Gue main handphone dan buka yutub, ngecheck apa ada yang baru selain Don't Mess Up My Tempo. Dan gue ngeliat solois favorit gue, Dean. Dia ngeluarin lagunya featuring Sulli ex-F(x). Gue buka lagu yang berjudul 'DayFly' itu. Enak sih, jadi rada ngantuk-ngantuk gimana gitu. Baru juga pertengahan lagu, gue udah gak tau lagi Sulli sama Dean nyanyi apaan. Bodo dah, gue tidur aja biar gak ganggu keromantisan mereka.

Gue ngerasa ada suara kecil manggil gue, "Yoanna? Yoanna?" gue menerjap dan membuka mata perlahan. Mata gue langsung menangkap sosok Sean.

Gue bangun di bantu Sean sambil ngucak mata, "Hm?"
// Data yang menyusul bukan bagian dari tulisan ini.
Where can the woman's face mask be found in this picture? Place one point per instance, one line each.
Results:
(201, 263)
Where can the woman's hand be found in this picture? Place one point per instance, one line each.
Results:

"Kenapa tidur disini? Masuk ke kamar," suruh Sean ke gue.

"Jam berapa?"

Sean menghela nafas. Mungkin karena gue gak langsung patuh sama suruhan dia, malah nanya jam, "Udah jam lima subuh," gue mengangguk dan beranjak masuk ke kamar, di bantu sama Sean, karena kepala gue pening banget. Baru tidur jam 3 subuh.

Bukan langsung tidur, gue sholat subuh dulu. Selesai sholat, gue melipat mukena dan ngeliat Sean lagi senderan di kepala ranjang, "Kamu udah sholat, Sean?" Sean mengangguk doang, dan masih fokus ke tabletnya.

Gue menyusul Sean ke ranjang dan berbaring sebelah dia. Gue ngelingkarin tangan di pinggang Sean yang masih terduduk. Gak butuh waktu lama, karena keheningan itu, gue jadi lebih cepet tidur. Faktor utamanya karena gue pening tidur kemalaman.

Dan bangun-bangun, gue udah gak ngeliat Sean. Udah jam 10 pagi gue bangun. Ya kali, gak mungkin gue bangun jam 10 malam. Udah kayak mati suri aja.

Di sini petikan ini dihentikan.